Used material for finding and evaluating the matching algorithm.

Used material for finding and evaluating the matching algorithm. In step 4, the prototype with the matching algorithm was evaluated based on leave-one-out cross-validation, which means that 1 data set was left out and the algorithm searched for fitting matches in the remaining 972 data sets. The matches for every single data set out of the total 973 answered Q53 questionnaires were analyzed regarding age, gender, latency (ie, time with symptoms but no diagnosis), disease group (category of the diagnosis referring to the affected organ or pathophysiology [eg, neuromuscular disease, metabolic disease]), diagnostic system (higher-order category that defines the type of the diagnosis [eg, RD or CD] but does not consider the affected organ [eg, RD of the liver]), and exact diagnosis (ie, exact name of the diagnosis). We considered matching for the same diagnosis in the category diagnosis most important, followed by the same diagnostic system, disease group, and age. The same latency and gender were considered less important for matching. Here, we followed the hypothesis that matching partners benefit most from sharing the same diagnoses or diagnostic categories. Such a matching might enable a helpful dialogue between the matching partners (eg, common experiences, doctors, therapies). By contrast, the same gender would not be as helpful.
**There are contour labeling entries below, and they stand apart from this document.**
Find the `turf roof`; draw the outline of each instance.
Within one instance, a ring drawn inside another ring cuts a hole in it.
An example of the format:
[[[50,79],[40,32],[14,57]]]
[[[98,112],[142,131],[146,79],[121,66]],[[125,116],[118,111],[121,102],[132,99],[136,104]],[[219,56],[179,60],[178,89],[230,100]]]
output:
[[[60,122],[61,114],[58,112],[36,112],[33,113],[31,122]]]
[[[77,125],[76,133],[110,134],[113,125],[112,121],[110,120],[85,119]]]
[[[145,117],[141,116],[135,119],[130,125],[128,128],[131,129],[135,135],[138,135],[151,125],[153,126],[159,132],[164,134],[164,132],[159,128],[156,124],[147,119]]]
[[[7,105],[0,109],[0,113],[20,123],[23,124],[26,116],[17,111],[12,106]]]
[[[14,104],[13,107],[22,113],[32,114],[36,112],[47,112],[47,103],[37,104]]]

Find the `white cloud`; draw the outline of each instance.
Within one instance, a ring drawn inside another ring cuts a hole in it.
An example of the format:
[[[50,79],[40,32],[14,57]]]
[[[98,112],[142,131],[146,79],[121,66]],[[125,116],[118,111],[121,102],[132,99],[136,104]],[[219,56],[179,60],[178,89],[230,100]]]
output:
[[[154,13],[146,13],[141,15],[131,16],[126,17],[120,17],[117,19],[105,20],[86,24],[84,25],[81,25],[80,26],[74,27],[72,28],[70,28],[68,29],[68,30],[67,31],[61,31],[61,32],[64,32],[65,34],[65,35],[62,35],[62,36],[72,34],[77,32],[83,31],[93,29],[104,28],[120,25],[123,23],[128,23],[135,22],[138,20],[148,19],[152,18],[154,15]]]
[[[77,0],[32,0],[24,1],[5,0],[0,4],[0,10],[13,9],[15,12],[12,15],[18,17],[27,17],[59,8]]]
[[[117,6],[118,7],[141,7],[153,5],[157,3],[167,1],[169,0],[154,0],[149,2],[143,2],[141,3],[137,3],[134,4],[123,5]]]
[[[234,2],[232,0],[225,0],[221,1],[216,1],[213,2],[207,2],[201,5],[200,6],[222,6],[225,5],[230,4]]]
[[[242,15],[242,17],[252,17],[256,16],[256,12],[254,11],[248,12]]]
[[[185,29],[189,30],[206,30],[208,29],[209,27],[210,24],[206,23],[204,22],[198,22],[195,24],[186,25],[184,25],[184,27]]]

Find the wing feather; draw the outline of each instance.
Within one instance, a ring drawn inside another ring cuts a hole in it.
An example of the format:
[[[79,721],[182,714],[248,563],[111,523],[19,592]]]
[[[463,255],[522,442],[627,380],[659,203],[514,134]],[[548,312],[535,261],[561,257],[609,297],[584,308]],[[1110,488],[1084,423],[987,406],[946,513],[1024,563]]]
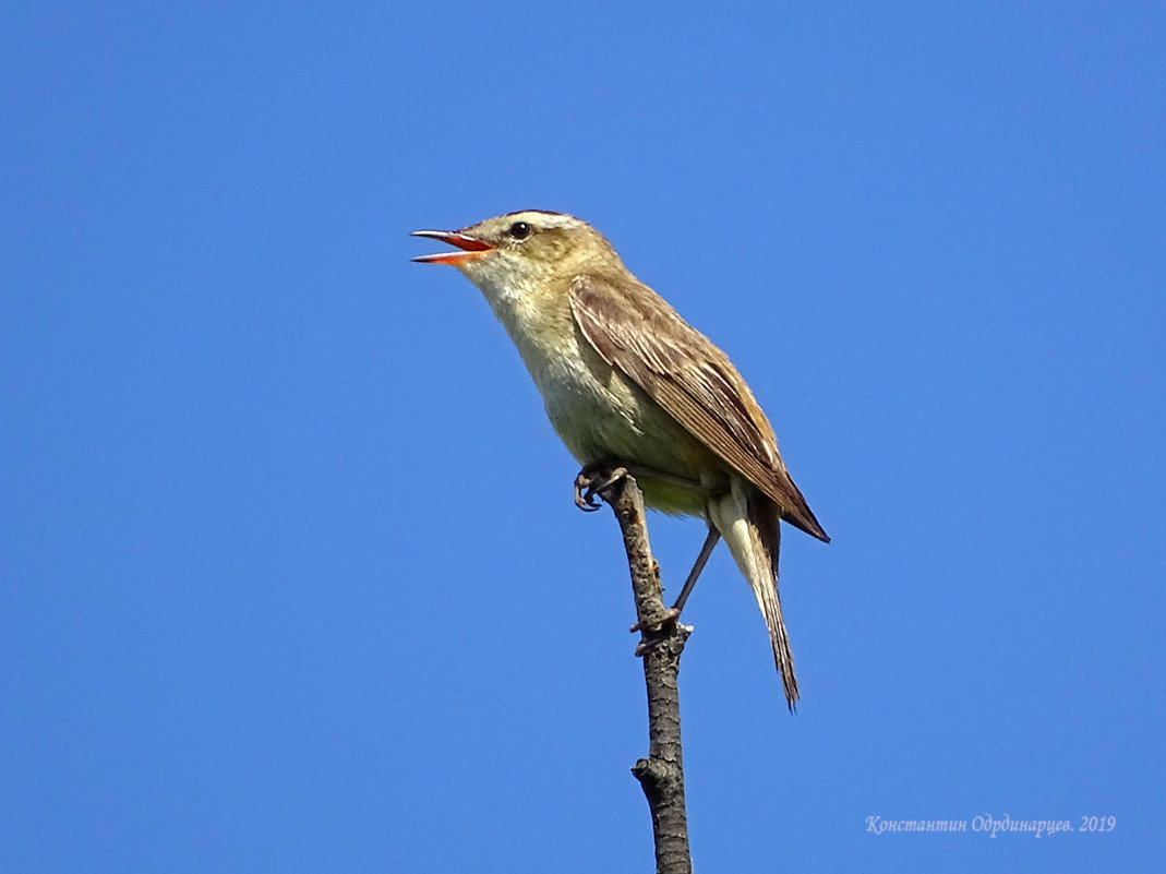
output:
[[[789,477],[765,413],[729,358],[645,285],[630,295],[599,277],[571,284],[571,312],[595,350],[725,463],[768,495],[791,524],[829,541]]]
This analysis was performed for every calculating method, as well as a random sampling. Likewise, a comparison of random matching and similarity-based matching was possible.

Results

Overview of RarePairs User Path

The users’ path through RarePairs is illustrated in Figure 2. After the login procedure, the user updates a profile and answers the 53 questions essential for matching (see Figure 2). The landing page of RarePairs is shown in Figure 3 (Further screenshots of the prototype can be found in Multimedia Appendix 4).

Figure 2

Simplified scheme of the clicking path for new and already registered users of RarePairs.

Figure 3

Landing page of RarePairs where users can get information, register, or log in. Users find information by text and a short video addressing aims and scope of RarePairs. Currently, the landing page is in German, an English version is under construction.
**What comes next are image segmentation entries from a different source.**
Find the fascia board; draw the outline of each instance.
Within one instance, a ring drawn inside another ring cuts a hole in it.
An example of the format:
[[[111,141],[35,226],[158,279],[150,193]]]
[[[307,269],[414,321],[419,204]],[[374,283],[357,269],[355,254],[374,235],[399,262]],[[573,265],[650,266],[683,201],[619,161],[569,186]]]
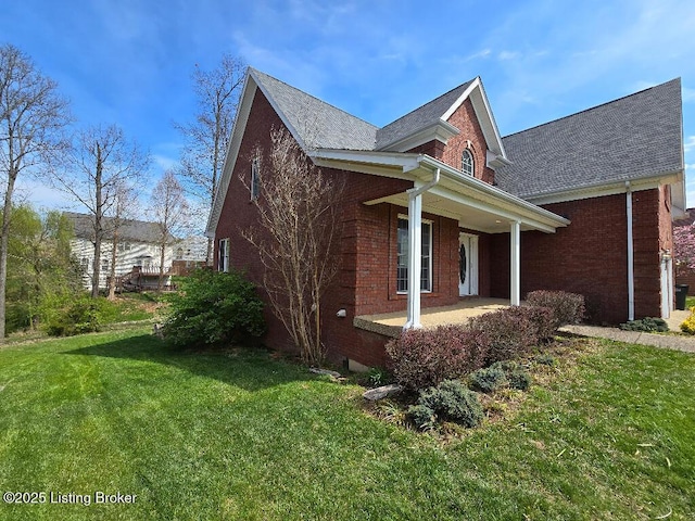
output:
[[[381,147],[379,150],[384,152],[406,152],[432,140],[438,140],[446,144],[450,138],[458,134],[460,134],[458,128],[444,119],[440,119],[433,125],[416,130],[405,138]]]
[[[579,201],[582,199],[603,198],[606,195],[616,195],[618,193],[626,192],[627,181],[630,182],[630,189],[633,192],[637,192],[641,190],[650,190],[654,188],[658,188],[661,185],[674,185],[680,187],[683,182],[683,173],[669,173],[637,179],[626,179],[610,183],[597,183],[573,190],[561,190],[532,195],[526,198],[526,201],[540,205],[564,203],[567,201]]]
[[[570,224],[569,219],[566,219],[565,217],[556,215],[545,208],[541,208],[534,203],[517,198],[516,195],[505,192],[504,190],[493,187],[480,179],[466,176],[439,160],[424,155],[420,157],[420,162],[427,164],[431,168],[439,168],[441,174],[453,180],[455,185],[467,187],[473,192],[480,194],[481,200],[494,200],[498,202],[502,207],[514,208],[515,215],[526,215],[527,217],[532,216],[534,220],[553,224],[555,227],[568,226]]]
[[[311,157],[317,166],[407,180],[415,179],[407,173],[419,167],[418,154],[318,149]]]

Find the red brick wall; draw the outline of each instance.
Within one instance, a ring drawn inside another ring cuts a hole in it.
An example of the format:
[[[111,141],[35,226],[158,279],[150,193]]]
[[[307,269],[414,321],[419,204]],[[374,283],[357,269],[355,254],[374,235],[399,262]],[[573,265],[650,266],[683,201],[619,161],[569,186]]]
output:
[[[635,318],[660,316],[659,251],[672,242],[664,189],[633,193]],[[556,233],[521,233],[521,294],[565,290],[585,296],[591,318],[628,319],[624,194],[545,205],[569,218]],[[492,295],[509,296],[509,234],[493,236]]]
[[[460,161],[464,150],[471,142],[470,152],[473,155],[475,177],[489,183],[494,183],[495,173],[486,165],[488,144],[478,123],[478,116],[470,100],[466,100],[448,118],[448,123],[460,130],[460,134],[451,138],[441,160],[450,166],[460,170]]]
[[[441,141],[429,141],[408,152],[427,154],[440,160],[457,170],[462,167],[462,155],[469,148],[473,155],[473,177],[490,185],[495,181],[495,173],[488,164],[488,144],[478,123],[478,116],[470,100],[466,100],[448,118],[448,123],[460,130],[460,134],[448,139],[446,145]],[[470,141],[470,147],[468,147]]]
[[[270,129],[281,126],[265,97],[256,92],[215,237],[215,259],[219,239],[230,238],[230,265],[245,269],[260,287],[264,268],[254,246],[242,237],[244,230],[257,230],[257,211],[241,179],[248,182],[254,149],[268,150]],[[352,321],[356,315],[406,308],[406,296],[396,293],[395,266],[397,216],[407,214],[407,208],[364,202],[404,192],[413,183],[330,168],[323,171],[342,179],[345,186],[340,270],[321,306],[324,340],[334,359],[345,356],[365,365],[383,365],[386,339],[354,328]],[[422,306],[452,304],[458,300],[458,225],[432,215],[424,217],[432,220],[433,291],[422,294]],[[345,318],[337,317],[339,309],[345,309]],[[289,335],[269,306],[266,320],[269,328],[266,344],[292,348]]]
Simplified scheme of the clicking path for new and already registered users of RarePairs. Landing page of RarePairs where users can get information, register, or log in. Users find information by text and a short video addressing aims and scope of RarePairs. Currently, the landing page is in German, an English version is under construction.

Login/Register

Users register, or, if they already have an account, login into RarePairs. The usual basic security arrangements such as checking email format, checking password, transferring data as POST variables, not allowing multiple accounts with the same email address are made. Moreover, the users can request their password via email, if forgotten. The user data are stored in a MySQL database table titled users.

Q53 Questionnaire

New registering users are initially led to the first Q53 questionnaire sheet. The questionnaire is divided into 9 website sheets. The first explains the aims and scope of the Q53 questionnaire. Additionally, users have the opportunity to give supplementary information (eg, hobbies or the aims/wishes of the user) for the account profile. The in-between sheets (numbers 2-8) show the 53 questions and allow answering through PHP forms. Here, the data are transferred via POST variables and stored into the MySQL database table users (users aims/wishes are stored in the database ‘Wishes’ [table ‘Users_Wishes’]; see Figure 4 for all database tables and possible interactions). It is possible to change the personal profile data later. In the current prototypic version of RarePairs, the answers to the 53 questions of the Q53 questionnaire are static (ie, they cannot be changed later).

Figure 4

Visualization of the tables and possible interactions between them and the user.

Matching

The answer pattern of the Q53 questionnaire forms the basis for matching different users of RarePairs. In this prototype, the nearest neighbor was used to calculate matching users/similar answer patterns in the Q53 questionnaire. Therefore, we calculated the differences of answers stored in the MySQL database table users. For calculating, many different distance (respectively similarity) calculating methods were compared such as Manhattan (d= Σdi=1|Pi – Qi)|) or cosine (d=[Σdi=1Pi·Qi]/[√Σdi=1p2i·√Σdi=1q2i]) from 8 different mathematical groups based on the publication by Cha [17]. As values, we used the numerical equivalents of given answers as explained above: (1) No, (2) Slightly no, (3) Slightly yes, (4) Yes, and (5) Do not know.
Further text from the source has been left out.